= Sam Sofer =

Iranian-born American scientist (born 1945)

Sam Sofer (born 1945) is an Iranian-born American scientist who specializes in biological processes and bioreactor design, with applications in medicine, energy, and the environment. He is the creator of biological air and water cleaners that use immobilized cell technology, and of various biomedical instruments and test protocols related to boosting the immune system to fight disease.

== Early life ==
Sofer was born Samir Salim Sofer, in Tehran, Iran. He attended the American Community School for his primary and secondary education.

== Education ==
Upon secondary school graduation Sofer attended the University of Utah, where he earned an Honors Bachelor of Science in Chemical Engineering. Sofer went on to get a Masters of Engineering from Texas A & M University, and a PhD in Chemical Engineering from the University of Texas at Austin. His PhD dissertation was titled 'Continuous production of drug metabolites by insolubilized hepatic microsomal oxidase'.

== Career ==
Sofer has been Professor and Director, Chemical Engineering and Materials Science at the University of Oklahoma; and Research Chair Professor of Biotechnology at the New Jersey Institute of Technology.

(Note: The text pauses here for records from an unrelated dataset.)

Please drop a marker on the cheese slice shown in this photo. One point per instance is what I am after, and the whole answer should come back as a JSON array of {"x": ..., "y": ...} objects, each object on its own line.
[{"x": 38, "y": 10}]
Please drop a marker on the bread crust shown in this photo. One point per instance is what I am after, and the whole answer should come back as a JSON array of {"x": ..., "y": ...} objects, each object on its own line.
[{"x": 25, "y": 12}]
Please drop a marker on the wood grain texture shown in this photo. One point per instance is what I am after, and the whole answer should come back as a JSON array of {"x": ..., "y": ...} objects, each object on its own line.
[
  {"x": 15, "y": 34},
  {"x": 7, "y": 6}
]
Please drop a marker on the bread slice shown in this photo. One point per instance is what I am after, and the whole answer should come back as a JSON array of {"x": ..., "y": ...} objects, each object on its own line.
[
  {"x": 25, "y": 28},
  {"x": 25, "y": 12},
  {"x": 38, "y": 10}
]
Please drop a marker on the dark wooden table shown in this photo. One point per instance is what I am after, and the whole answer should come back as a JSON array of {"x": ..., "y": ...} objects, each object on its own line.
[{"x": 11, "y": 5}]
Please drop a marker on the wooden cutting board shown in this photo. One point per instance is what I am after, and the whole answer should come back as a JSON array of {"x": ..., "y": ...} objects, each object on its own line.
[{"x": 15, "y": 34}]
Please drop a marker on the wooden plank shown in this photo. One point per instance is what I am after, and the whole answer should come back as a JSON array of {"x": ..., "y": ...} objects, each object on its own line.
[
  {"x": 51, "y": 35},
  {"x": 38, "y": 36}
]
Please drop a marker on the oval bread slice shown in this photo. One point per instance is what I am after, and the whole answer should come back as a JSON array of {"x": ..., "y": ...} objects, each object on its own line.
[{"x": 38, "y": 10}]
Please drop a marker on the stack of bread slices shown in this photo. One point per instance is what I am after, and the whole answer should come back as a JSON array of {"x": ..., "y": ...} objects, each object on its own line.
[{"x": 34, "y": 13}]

Sofer has industrial experience as a US chemical plant engineer, and has the following patents: Method and Spiral Bioreactor for Processing Feedstocks, U.S. Patent 6,916,630 B2, Jul. 12, 2005; Immune and Oxygen System Measuring and Drug Screening Method and Apparatus U.S. and International patents pending, 2012.

Sofer is currently the President of Air & Water Solutions (NJ) and of ReGen Technology LLC (NM), all of which specialize in biological processes and bioreactor design.

==Technology applications ==
Sam Sofer's Spiral Bioreactor patent for air purification technology has been developed and industrialized and studied for the professional segment use by U-earth Biotech.
Sara Zanni Environmental Engineer, U-earth Chief Science Officer until 2019 in cooperation with UNIBO, the university of Bologna, has published studies on the applications of AIRcel bioreactors derived by Sofer's patent, in the medical, industrial and commercial segment.

The system has been studied and research papers published in the industrial machining contest and in the waste treatment contest.